In recent reports, Global Hunter Securities’ analyst Mike Kelly tackled some of the questions investors most frequently ask about comparative breakevens, rates of return and general economics of the “mounting list of oil/liquids resources plays in the Lower 48.” In a follow-up, he developed a “what if this all works” scenario, forecasting “what today’s 6.26 million barrels per day of U.S. crude production could be 10 years from now if a handful of these nascent resources plays ultimately reach shale celebrity status like the Bakken and the Eagle Ford….”

Kelly studied 28 “early-innings” horizontal plays, some with only slight production history to date, such as the Brown Dense, Woodbine, Tuscaloosa Marine shale and Utica—“which means we had to take the often dangerous route of relying on managements’ assumptions and expectations in order to calculate these, admittedly, very preliminary figures,” he says.

His calculations showed that at $90 oil and $4.50 per thousand cubic feet of gas, the average pretax internal rate of return (IRR) for the 28 plays is 42%; the average oil price needed for a 25% IRR is $75 per barrel.
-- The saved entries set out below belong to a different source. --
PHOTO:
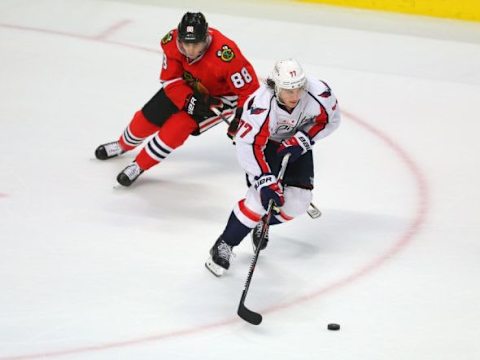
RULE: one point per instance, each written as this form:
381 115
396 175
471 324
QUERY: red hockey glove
269 188
297 145
233 127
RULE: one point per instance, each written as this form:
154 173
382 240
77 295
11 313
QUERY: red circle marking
404 239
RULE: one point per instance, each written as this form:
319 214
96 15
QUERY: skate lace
113 148
258 231
224 251
132 171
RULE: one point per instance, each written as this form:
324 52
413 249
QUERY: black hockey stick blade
248 315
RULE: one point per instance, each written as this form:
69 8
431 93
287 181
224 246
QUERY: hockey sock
235 231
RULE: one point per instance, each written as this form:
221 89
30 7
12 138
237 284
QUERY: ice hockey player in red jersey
201 69
286 115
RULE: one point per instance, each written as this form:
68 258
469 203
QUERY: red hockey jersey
221 70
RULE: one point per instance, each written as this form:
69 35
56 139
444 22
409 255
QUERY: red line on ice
404 239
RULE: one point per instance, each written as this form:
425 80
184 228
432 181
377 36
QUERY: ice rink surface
89 271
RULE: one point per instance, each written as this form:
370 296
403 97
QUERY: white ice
89 271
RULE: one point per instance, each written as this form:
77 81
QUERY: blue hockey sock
235 231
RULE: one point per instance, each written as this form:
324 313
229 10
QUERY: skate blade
214 268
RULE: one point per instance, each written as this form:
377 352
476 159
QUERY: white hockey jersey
316 114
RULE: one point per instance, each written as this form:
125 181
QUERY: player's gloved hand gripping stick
313 211
246 314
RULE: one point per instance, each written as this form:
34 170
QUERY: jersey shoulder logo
167 38
226 53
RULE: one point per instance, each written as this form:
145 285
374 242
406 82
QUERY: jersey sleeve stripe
259 143
321 120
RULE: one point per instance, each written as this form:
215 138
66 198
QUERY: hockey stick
248 315
313 211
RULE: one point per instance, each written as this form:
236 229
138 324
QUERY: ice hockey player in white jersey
287 114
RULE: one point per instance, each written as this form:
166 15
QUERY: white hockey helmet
288 74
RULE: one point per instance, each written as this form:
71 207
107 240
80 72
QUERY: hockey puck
333 327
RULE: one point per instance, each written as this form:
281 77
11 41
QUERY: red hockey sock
171 135
138 129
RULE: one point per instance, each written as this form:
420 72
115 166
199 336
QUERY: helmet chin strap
208 41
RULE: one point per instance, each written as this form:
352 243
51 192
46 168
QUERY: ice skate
219 260
257 234
108 150
129 174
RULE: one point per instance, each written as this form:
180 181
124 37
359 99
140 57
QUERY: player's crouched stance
189 89
286 115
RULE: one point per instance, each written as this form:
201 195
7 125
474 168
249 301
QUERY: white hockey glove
296 146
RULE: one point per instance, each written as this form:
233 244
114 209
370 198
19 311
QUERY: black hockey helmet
192 28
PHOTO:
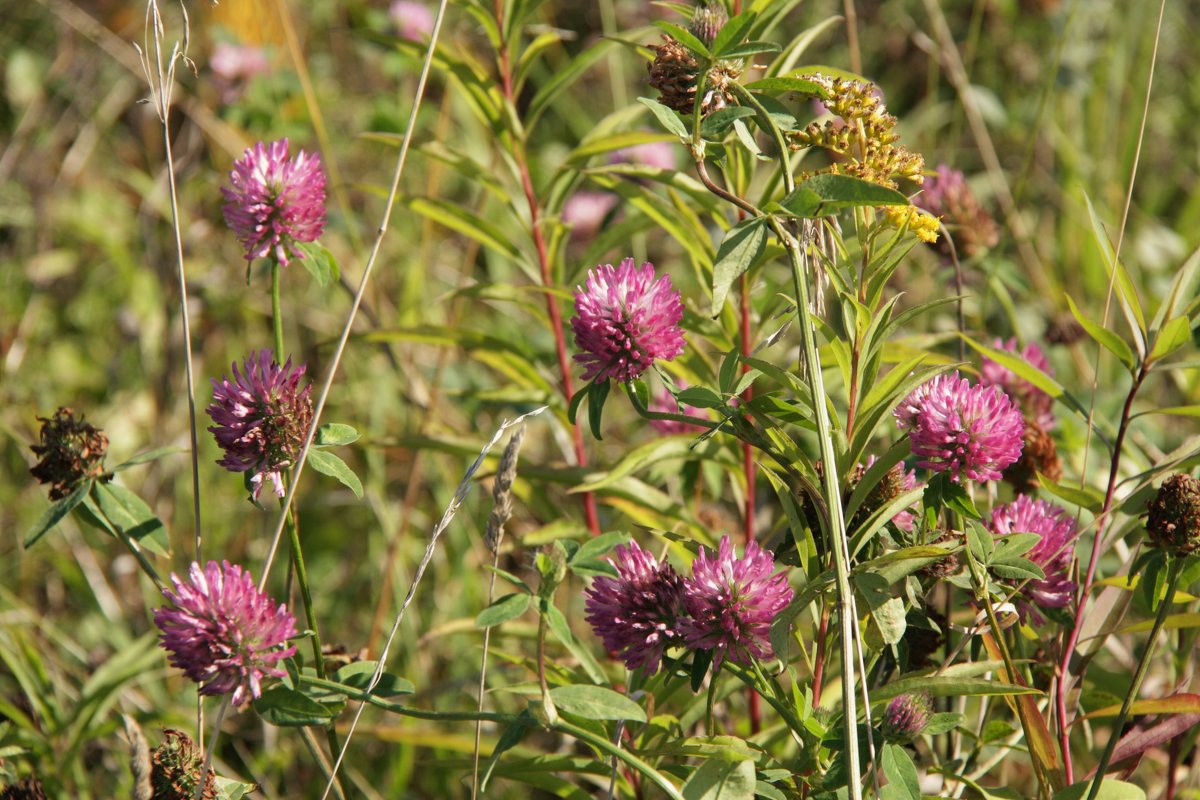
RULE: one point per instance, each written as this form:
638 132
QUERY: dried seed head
1174 518
1039 455
502 491
943 567
29 788
707 22
177 767
675 73
71 450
He thinks a 25% IRR is needed to justify drilling in most cases, because general and administrative, leasing and seismic expenses aren’t included in the figuring.

At $90 oil, the top IRR plays were Mississippian-Nemaha Ridge, the Niobrara-Wattenberg extension, the Woodbine, the Mississippian Permian, the liquids-rich Eagle Ford, the Granite Wash, the Niobrara Wattenberg, the Cleveland/Tonkawa, the Barnett Combo, and the Yeso. Those same plays could generate a 25% IRR at oil prices below the $74.99 average breakeven.
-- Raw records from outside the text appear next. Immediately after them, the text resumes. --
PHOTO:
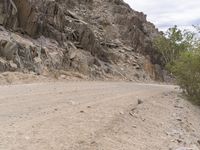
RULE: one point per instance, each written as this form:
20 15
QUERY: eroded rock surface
101 39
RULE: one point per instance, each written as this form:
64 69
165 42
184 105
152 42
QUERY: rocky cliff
103 39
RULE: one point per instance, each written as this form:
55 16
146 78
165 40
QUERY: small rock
82 111
140 101
179 119
27 137
198 141
121 112
134 126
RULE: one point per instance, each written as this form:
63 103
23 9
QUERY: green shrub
180 53
187 72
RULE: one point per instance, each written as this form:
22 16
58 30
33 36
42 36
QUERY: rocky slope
102 39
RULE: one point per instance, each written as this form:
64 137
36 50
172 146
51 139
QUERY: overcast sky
166 13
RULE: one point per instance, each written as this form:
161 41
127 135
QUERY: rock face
98 38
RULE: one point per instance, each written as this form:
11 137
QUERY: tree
180 51
170 45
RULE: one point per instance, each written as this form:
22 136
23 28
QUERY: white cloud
167 13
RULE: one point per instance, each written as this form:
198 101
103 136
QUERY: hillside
98 39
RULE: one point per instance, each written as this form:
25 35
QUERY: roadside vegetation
180 53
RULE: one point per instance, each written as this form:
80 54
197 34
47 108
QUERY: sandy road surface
96 116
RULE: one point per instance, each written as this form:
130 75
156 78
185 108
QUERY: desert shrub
180 52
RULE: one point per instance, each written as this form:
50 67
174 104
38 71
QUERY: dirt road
96 116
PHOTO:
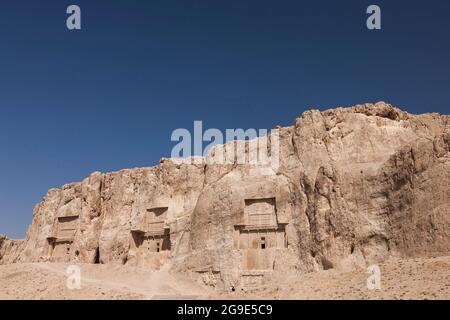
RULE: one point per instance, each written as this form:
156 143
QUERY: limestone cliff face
353 186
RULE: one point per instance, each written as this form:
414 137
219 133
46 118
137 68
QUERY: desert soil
420 278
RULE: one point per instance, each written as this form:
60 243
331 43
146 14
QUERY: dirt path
158 285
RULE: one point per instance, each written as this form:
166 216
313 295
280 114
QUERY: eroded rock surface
354 186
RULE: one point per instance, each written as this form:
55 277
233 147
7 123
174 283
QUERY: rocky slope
353 187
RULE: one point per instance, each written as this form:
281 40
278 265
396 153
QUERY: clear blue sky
108 97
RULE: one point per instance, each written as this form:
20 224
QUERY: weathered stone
353 187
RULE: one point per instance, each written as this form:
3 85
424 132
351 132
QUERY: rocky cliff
352 187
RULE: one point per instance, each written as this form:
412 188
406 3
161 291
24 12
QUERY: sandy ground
400 279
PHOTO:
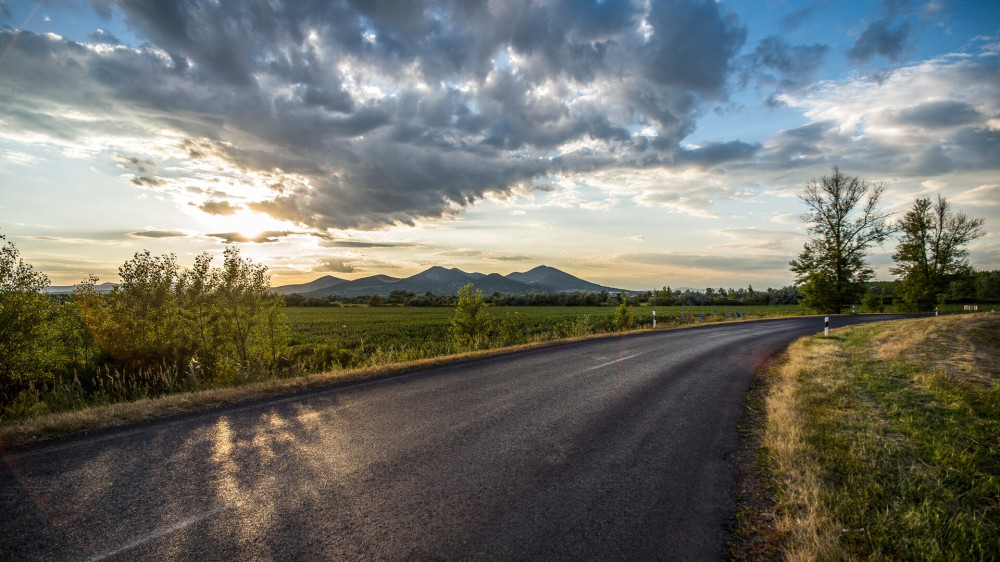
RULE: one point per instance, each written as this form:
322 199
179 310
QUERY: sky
635 144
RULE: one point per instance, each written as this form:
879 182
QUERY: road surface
608 449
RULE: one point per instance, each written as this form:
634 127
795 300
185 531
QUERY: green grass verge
883 451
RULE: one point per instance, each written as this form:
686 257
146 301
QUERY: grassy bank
883 441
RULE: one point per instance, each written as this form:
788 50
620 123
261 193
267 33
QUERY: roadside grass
371 342
884 441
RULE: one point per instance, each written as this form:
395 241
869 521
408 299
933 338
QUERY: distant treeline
982 286
659 297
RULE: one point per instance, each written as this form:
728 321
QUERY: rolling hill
444 281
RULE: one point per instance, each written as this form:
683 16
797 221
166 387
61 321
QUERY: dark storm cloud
880 38
939 114
714 154
367 114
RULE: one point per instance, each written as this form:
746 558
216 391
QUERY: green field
380 334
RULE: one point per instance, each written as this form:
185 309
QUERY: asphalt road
608 449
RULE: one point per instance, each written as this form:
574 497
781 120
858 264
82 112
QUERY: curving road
606 449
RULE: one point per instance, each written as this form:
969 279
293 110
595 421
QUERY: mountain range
442 281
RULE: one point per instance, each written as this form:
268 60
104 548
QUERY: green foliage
226 321
623 317
873 301
988 285
908 458
470 324
931 255
24 314
844 223
662 297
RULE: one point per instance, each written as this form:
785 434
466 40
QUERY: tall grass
879 455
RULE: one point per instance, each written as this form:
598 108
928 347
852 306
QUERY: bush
470 325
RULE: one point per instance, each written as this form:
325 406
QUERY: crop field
379 334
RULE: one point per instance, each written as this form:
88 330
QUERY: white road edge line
161 532
613 362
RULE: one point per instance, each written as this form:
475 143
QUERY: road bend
606 449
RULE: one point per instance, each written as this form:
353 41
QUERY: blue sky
633 143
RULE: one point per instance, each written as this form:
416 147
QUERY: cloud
880 38
939 114
223 208
926 118
775 63
157 234
367 244
147 181
262 238
367 115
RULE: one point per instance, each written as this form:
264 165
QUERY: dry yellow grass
803 523
965 347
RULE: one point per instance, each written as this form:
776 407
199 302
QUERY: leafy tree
844 223
225 319
251 313
24 313
623 318
470 325
140 322
988 285
873 300
931 254
663 297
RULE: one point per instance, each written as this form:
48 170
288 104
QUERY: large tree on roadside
931 253
845 222
24 314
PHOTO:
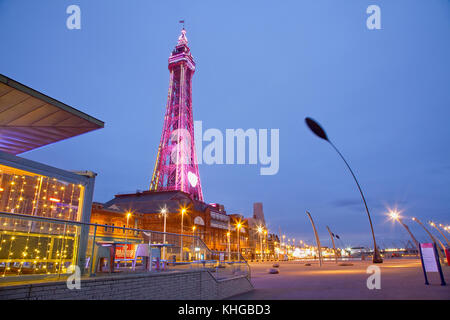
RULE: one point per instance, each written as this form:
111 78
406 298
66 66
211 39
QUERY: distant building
210 222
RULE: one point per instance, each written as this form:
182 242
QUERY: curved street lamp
439 230
318 131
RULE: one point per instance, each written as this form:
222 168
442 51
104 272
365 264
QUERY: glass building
42 209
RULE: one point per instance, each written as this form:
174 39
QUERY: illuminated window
29 193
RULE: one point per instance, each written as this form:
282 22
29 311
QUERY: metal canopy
30 119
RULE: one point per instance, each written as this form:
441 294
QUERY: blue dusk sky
383 97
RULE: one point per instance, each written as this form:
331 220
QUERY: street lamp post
183 211
126 240
260 231
317 130
266 245
433 239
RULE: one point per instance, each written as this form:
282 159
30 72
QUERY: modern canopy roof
30 119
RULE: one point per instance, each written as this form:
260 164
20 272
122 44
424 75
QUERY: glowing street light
238 228
260 231
265 241
126 240
395 215
164 213
318 131
228 242
433 239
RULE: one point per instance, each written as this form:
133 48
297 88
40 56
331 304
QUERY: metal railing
38 247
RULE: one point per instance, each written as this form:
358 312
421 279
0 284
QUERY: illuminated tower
176 163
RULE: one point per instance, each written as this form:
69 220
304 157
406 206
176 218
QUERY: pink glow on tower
176 163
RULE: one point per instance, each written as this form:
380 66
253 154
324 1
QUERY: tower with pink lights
176 162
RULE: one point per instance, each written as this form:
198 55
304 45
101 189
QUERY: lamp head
316 128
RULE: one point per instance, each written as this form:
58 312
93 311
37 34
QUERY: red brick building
210 222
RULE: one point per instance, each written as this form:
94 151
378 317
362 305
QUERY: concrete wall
189 285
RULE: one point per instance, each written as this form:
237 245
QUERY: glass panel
29 193
36 247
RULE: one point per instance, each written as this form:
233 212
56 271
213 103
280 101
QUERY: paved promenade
400 279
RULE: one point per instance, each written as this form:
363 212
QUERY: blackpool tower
176 162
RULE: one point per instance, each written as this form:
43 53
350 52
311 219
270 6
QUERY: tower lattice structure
176 162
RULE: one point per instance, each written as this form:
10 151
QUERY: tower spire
176 162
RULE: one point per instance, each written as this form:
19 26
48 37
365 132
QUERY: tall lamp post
238 228
439 230
228 242
266 245
126 240
260 231
183 211
318 131
332 241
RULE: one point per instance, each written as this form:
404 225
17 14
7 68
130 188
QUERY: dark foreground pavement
400 279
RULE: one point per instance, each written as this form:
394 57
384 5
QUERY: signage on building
120 251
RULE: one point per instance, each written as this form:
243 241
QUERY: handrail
71 222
Kelly then looked at his play assessments in light of potential U.S. crude production. He asked, What if a handful of those 28 plays achieved as much investment and eventual production as the Bakken and the Eagle Ford have? He figured those eventual “celebrities” might be the Permian’s horizontal Wolfcamp and Cline; the Utica; the Tuscaloosa Marine shale; and the Woodbine.

“Under this scenario we assume the horizontal oil-rig count increases at a 7% annual rate, and while that assumption isn’t outlandish, the end result is quite extravagant—2022 production of 11.95 million barrels per day (from all plays, including the Gulf of Mexico and Alaska), which is 92% higher than our 2012 estimate,” Kelly says.

While the scenario is “far from our base-case scenario,” he says, it provides an interesting contrast to the EIA’s current oil forecast “that calls for a paltry 13% absolute growth rate over the same period.”

Kelly and others on the GHS team presented their analysis of 27 “early-innings” horizontal plays at a recent Society of Petroleum Engineers “Liquids-Rich Basins Conference” in Midland, Texas.